In conversation, Mallory is comfortably discursive; on the author’s circuit, he’s fine even around giddy questioning about, say, which A-List actors might vie for the movie lead. Still he’s “constitutionally an intensely private and introverted person,” in his self-description. “That will never change. But I’ve come to appreciate that in order to get more out of life, I need to put myself out there more.
“A writer’s job is, aptly enough, bipolar. Some days you’re shackled to your desk in your pajamas, rummaging around inside your own brain. Other days you dress up, speak in front of crowds, and make small talk whilst signing autographs. It’s highly performative. So I simply shift myself into performance mode. This is where my alter ego proves so helpful: A.J. Finn is outgoing and sociable in a way that Dan Mallory isn’t.”
Right after Duke, Mallory remained in education mode rather than performance mode. He headed off to Oxford to earn a Ph.D. in English. (His British fixation began when he was a Duke junior in an Oxford study-abroad program; today in his living room he displays a map of London in 1880 and a drawing of New College, Oxford.) His dissertation was on Patricia Highsmith, best known for The Talented Mr. Ripley. Tom Ripley is fueled by resentment and rule-breaking; as a child, he steals a loaf of bread and devours it greedily, “feeling that the world owed a loaf of bread to him, and more.”
The dependably disciplined Mallory considers himself “very rules-conscious and law-abiding,” and so, for him, Highsmith’s Ripley is “thrilling and disturbing in equal measure.” He says, “When you read a Sherlock Holmes story, you know that by the end, the innocent will be redeemed or rewarded, the guilty will be punished, and justice will be upheld or restored. Highsmith subverts all that.

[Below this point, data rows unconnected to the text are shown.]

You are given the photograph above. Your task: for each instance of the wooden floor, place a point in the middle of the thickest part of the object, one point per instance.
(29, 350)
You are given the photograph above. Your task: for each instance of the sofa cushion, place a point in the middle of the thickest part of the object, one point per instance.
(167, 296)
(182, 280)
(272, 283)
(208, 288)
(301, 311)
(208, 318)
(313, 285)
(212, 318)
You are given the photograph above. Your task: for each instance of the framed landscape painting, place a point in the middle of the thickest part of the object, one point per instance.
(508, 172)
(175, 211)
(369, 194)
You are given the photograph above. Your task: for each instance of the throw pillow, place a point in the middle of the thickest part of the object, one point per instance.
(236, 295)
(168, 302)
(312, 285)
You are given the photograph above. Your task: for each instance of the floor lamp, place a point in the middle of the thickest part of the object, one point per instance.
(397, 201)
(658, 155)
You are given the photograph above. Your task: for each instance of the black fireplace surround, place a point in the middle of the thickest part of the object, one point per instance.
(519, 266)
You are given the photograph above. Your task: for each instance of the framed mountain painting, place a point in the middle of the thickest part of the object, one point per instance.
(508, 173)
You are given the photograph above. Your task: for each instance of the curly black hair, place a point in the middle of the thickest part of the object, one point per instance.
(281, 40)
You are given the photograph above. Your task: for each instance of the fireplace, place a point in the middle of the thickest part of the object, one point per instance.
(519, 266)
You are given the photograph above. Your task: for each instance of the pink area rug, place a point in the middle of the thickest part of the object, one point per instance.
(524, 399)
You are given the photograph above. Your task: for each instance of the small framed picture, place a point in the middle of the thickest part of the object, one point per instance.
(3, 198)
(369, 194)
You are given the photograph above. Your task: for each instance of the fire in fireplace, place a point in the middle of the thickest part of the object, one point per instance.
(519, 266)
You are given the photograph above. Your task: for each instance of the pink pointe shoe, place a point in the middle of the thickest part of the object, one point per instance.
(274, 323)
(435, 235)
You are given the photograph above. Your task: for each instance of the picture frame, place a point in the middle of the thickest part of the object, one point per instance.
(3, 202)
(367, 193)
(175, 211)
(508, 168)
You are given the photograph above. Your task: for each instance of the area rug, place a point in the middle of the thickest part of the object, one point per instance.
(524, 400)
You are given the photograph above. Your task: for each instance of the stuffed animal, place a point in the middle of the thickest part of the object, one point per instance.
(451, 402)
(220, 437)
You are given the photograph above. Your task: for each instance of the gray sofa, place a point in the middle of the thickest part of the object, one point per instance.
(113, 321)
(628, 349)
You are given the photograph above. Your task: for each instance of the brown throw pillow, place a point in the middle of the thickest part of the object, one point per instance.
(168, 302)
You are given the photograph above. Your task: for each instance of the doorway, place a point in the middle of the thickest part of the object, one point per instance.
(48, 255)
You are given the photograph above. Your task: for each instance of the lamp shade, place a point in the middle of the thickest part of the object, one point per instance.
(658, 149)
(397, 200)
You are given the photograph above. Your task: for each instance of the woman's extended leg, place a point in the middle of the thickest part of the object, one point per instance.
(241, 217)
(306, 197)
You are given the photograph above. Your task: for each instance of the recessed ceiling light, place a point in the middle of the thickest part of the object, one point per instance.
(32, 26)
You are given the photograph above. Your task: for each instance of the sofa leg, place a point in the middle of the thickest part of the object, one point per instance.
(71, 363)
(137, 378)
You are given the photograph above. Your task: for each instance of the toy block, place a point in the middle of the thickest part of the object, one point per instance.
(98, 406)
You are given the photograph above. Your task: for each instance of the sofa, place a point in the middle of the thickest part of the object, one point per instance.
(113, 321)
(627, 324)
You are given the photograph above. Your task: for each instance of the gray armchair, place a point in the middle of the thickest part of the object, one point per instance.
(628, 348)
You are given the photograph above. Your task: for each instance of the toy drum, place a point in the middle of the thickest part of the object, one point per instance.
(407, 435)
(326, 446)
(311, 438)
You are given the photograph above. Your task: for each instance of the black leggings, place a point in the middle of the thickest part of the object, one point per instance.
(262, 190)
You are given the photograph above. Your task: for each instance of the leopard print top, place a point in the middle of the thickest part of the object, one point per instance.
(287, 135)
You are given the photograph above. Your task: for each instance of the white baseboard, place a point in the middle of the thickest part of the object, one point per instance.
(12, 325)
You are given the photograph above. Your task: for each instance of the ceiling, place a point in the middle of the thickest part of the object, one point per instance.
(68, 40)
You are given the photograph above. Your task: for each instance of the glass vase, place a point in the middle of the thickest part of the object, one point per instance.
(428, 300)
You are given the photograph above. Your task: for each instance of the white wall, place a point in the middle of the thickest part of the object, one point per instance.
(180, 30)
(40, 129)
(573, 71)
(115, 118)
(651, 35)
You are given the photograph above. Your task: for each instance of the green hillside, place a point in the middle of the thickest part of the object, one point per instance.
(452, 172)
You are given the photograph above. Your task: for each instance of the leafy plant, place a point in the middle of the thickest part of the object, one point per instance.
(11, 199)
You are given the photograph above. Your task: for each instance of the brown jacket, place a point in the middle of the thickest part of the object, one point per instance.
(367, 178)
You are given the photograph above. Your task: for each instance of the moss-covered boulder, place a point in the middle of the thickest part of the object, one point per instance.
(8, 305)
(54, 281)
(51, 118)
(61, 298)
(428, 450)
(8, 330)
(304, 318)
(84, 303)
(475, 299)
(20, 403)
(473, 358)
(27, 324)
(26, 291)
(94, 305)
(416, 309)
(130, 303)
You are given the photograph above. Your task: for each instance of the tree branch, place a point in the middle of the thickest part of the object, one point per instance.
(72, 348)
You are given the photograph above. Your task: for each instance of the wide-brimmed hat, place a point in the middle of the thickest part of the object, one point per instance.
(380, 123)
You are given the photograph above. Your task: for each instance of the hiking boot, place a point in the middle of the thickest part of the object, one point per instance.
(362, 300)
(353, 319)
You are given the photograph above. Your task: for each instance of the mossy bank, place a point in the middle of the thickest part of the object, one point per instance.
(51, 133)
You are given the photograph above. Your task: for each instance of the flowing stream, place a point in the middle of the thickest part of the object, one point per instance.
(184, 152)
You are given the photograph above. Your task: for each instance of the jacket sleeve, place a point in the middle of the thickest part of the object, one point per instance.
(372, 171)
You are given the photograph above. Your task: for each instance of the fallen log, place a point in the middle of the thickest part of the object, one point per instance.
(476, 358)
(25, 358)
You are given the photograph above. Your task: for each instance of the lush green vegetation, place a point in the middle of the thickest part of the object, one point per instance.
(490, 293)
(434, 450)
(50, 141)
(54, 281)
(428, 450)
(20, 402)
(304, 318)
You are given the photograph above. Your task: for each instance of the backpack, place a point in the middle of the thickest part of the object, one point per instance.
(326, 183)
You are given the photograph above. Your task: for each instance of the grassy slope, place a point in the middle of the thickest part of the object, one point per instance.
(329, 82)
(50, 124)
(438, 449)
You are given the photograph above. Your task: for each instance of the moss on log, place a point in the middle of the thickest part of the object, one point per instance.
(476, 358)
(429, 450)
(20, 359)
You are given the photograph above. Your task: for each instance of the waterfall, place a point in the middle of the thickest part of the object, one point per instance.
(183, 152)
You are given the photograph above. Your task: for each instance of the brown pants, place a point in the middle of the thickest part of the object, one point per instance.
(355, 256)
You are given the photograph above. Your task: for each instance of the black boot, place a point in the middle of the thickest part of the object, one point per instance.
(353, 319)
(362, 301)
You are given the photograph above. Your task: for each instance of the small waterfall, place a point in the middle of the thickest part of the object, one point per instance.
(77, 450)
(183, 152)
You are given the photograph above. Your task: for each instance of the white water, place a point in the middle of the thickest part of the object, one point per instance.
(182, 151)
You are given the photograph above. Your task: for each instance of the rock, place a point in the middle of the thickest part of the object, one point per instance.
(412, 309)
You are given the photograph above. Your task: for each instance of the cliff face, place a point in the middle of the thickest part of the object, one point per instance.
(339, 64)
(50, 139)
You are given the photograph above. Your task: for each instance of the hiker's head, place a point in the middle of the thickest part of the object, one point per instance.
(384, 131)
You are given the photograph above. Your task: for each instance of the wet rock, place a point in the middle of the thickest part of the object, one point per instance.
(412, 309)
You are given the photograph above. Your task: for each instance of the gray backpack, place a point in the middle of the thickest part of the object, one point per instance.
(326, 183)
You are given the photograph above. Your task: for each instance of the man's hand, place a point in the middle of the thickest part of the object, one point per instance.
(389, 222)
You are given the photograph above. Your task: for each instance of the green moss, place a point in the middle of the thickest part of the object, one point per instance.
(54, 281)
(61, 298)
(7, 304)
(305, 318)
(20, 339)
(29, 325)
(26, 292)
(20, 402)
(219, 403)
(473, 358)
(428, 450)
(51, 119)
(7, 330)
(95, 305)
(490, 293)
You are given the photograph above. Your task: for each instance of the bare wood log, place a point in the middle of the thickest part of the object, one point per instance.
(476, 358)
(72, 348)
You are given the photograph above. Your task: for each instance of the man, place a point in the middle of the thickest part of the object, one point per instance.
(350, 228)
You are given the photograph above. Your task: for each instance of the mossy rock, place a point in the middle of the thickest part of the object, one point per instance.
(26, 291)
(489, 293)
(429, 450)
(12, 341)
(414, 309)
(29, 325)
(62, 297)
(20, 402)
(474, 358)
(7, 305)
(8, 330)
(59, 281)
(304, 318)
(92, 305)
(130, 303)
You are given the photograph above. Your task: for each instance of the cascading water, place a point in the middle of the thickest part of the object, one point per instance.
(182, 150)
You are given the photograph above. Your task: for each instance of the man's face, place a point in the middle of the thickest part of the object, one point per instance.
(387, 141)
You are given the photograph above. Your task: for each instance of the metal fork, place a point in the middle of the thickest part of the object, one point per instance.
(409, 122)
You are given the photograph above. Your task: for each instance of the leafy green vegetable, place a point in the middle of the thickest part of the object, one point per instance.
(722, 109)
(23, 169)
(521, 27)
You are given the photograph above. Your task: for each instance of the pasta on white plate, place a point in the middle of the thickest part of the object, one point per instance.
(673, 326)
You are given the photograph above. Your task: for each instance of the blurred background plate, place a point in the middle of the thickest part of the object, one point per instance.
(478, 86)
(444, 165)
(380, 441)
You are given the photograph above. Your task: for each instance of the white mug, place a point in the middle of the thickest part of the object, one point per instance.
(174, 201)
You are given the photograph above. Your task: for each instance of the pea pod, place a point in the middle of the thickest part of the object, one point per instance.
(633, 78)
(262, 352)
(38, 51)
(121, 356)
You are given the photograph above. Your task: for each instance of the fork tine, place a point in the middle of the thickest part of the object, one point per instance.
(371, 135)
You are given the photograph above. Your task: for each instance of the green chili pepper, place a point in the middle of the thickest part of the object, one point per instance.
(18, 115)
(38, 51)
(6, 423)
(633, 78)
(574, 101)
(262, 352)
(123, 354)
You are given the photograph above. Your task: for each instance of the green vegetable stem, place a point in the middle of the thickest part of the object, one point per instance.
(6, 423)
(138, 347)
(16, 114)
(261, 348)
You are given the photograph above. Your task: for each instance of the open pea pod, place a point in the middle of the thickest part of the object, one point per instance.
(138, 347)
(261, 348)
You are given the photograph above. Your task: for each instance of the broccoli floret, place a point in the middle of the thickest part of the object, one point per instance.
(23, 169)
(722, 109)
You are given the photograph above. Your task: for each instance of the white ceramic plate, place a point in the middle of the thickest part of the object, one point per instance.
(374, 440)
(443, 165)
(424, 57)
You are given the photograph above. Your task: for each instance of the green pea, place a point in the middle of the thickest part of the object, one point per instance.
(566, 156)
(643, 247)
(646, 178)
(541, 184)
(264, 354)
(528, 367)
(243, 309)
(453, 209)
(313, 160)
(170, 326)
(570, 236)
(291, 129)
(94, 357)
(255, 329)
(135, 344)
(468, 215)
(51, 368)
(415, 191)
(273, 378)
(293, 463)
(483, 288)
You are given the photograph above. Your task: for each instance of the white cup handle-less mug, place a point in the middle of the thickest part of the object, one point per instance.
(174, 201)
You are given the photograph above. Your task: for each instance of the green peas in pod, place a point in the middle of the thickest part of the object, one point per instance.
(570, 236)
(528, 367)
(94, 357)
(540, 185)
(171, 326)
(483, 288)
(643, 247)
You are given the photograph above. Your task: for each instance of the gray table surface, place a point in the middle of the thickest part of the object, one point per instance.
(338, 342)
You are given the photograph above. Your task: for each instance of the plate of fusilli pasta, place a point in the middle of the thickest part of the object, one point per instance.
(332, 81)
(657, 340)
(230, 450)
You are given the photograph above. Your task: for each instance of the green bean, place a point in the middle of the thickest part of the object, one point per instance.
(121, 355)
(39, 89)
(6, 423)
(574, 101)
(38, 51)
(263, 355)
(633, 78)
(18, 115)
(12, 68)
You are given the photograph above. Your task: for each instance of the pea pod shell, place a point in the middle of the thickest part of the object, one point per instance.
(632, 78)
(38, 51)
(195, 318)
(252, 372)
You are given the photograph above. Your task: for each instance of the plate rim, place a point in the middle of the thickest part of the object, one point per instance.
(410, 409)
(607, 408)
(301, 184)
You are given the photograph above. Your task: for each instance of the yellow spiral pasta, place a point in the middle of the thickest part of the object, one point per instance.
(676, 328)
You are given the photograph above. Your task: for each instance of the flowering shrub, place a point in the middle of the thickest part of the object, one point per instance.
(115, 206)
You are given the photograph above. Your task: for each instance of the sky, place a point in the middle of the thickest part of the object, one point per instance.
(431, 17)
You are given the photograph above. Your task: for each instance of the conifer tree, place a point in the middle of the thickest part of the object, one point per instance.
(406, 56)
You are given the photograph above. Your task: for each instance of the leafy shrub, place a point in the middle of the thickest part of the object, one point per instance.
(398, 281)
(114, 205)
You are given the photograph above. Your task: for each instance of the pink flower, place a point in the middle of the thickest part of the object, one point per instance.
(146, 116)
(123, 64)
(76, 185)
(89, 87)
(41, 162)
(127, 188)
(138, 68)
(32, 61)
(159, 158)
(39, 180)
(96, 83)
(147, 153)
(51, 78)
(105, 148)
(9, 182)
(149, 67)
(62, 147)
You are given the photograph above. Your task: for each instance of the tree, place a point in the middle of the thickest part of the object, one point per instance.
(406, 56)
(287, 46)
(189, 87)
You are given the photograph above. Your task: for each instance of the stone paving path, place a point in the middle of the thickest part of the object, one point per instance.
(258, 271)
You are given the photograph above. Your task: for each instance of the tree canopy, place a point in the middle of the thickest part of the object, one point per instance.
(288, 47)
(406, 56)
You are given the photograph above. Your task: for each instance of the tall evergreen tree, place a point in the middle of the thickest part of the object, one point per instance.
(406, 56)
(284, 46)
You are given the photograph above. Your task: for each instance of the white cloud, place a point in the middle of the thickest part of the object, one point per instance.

Through some alchemy, she persuades us to root for sociopaths. Tom Ripley is a bad guy. He’s a murderer. He commits the ultimate transgression over and over. And yet, we root for him. We want him to get away with it.”
For four years post-Oxford, Mallory spearheaded a crimeand- thriller publishing division at Sphere, a British mass-market imprint; Agatha Christie is among its published authors. With his multiple avenues into the genre, he thought it “might be quite fun” to write a novel. “Authors seem to enjoy their lives.”
His next novel—and he’s already hard at work at it—is set in San Francisco. It features three female narrators. There are curious doings in an old Victorian mansion, again with colliding psyches, perceptions, and pathologies. “A writer is a voyeur,” he says. “But so is a reader. That’s why we read, presumably—to commune with others, even if they’re fictional. To experience their lives, to enjoy vicariously their adventures. And not only is that an act of voyeurism. It’s an act of empathy.”
With his love of a gripping mystery, Mallory can sound a lot like the character he played, back at Duke, in Arcadia. Valentine, the philosopher-mathematician, reflects on what’s unknowable through science, though not through art: “The ordinary-sized stuff which is our lives, the things people write poetry about— clouds, daffodils, waterfalls, and what happens in a cup of coffee when the cream goes in—these things are full of mystery, as mysterious to us as the heavens were to the Greeks.”
As Valentine might have said, and as Dan Mallory—or A.J. Finn—would surely say, the human mind is the greatest mystery. Then a window appears and a story emerges from the shadows.